Bahrain crackdown on female activists worrying: Rights group
A non-governmental human rights body in Bahrain has expressed deep concerns over the Al Khalifa regime’s systematic crackdown on female rights activists in the Persian Gulf kingdom.
The Bahrain Center for Human Rights (BCHR) announced in a statement on Saturday that Bahraini authorities are deliberately singling out female rights defenders to take revenge and also force them into stopping their campaign.
It further called for the immediate release of all female activists currently being held in Bahraini jails.
The report comes as a court of appeals recently upheld a nine-month jail term for Bahraini activist Zainab al-Khawaja. She is accused of insulting the Al Khalifa regime’s police forces.
Zainab’s father, Abdulhadi, is currently serving a life sentence for allegedly plotting to overthrow the kingdom.
Ghada Jamsheer, another female rights activist, has also been sentenced to four months in prison over insulting two government employees on Twitter.

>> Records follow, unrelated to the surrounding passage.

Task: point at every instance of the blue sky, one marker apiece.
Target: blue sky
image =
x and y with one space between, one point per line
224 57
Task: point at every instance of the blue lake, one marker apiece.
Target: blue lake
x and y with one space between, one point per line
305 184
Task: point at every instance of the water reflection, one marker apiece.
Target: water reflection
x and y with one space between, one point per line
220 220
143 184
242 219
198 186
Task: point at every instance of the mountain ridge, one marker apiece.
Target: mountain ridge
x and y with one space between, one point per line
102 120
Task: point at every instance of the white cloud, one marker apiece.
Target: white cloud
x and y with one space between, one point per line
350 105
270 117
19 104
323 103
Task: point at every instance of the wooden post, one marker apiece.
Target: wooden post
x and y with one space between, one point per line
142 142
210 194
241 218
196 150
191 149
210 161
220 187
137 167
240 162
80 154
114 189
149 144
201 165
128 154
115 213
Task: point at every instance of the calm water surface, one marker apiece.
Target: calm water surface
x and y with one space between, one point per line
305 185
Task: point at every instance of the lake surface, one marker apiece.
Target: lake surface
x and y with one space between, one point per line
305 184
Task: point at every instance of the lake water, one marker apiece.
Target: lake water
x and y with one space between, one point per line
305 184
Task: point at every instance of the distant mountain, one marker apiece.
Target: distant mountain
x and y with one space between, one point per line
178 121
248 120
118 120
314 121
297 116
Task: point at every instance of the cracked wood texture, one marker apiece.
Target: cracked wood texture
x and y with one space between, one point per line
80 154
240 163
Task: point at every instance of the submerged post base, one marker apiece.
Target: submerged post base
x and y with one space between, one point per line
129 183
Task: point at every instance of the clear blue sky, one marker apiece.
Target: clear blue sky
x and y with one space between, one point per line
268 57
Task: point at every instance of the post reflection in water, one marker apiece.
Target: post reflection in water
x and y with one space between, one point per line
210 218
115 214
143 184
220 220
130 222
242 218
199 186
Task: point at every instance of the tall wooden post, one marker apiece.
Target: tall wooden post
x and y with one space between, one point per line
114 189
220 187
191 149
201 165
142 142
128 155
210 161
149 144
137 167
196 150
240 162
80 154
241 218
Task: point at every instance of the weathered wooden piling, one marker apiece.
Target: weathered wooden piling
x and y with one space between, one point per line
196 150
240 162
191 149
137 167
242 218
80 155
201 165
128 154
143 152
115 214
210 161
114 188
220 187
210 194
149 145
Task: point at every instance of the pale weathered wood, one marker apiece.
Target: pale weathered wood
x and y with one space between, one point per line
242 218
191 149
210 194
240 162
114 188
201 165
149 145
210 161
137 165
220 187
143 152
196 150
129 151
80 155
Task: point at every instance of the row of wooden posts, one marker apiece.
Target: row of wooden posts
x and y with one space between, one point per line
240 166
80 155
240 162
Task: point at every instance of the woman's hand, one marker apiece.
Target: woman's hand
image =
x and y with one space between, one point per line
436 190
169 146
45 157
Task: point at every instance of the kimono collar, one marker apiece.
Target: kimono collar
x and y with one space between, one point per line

On February 3, 2016, Bahraini officials arrested female rights activist, Massouma al-Sayed, at a checkpoint over a previous verdict sentencing her to six months in prison over participation in an anti-regime rally.
She was later released on bail, but told that she will continue to be detained over different charges of terrorism, rioting and organizing anti-regime protests.
The BCHR also called upon the Al Khalifa regime to put an end to its campaign of targeting rights activists and political dissidents.
Since mid-February 2011, thousands of anti-regime protesters have held numerous demonstrations on an almost daily basis in the kingdom, calling for the Al Khalifa family to relinquish power.
Scores of people have been killed and hundreds of others injured or arrested in the ongoing heavy-handed crackdown on peaceful rallies.
Amnesty International and other rights groups have repeatedly censured the Bahraini regime over the “rampant” human rights abuses against opposition activists and anti-government protesters.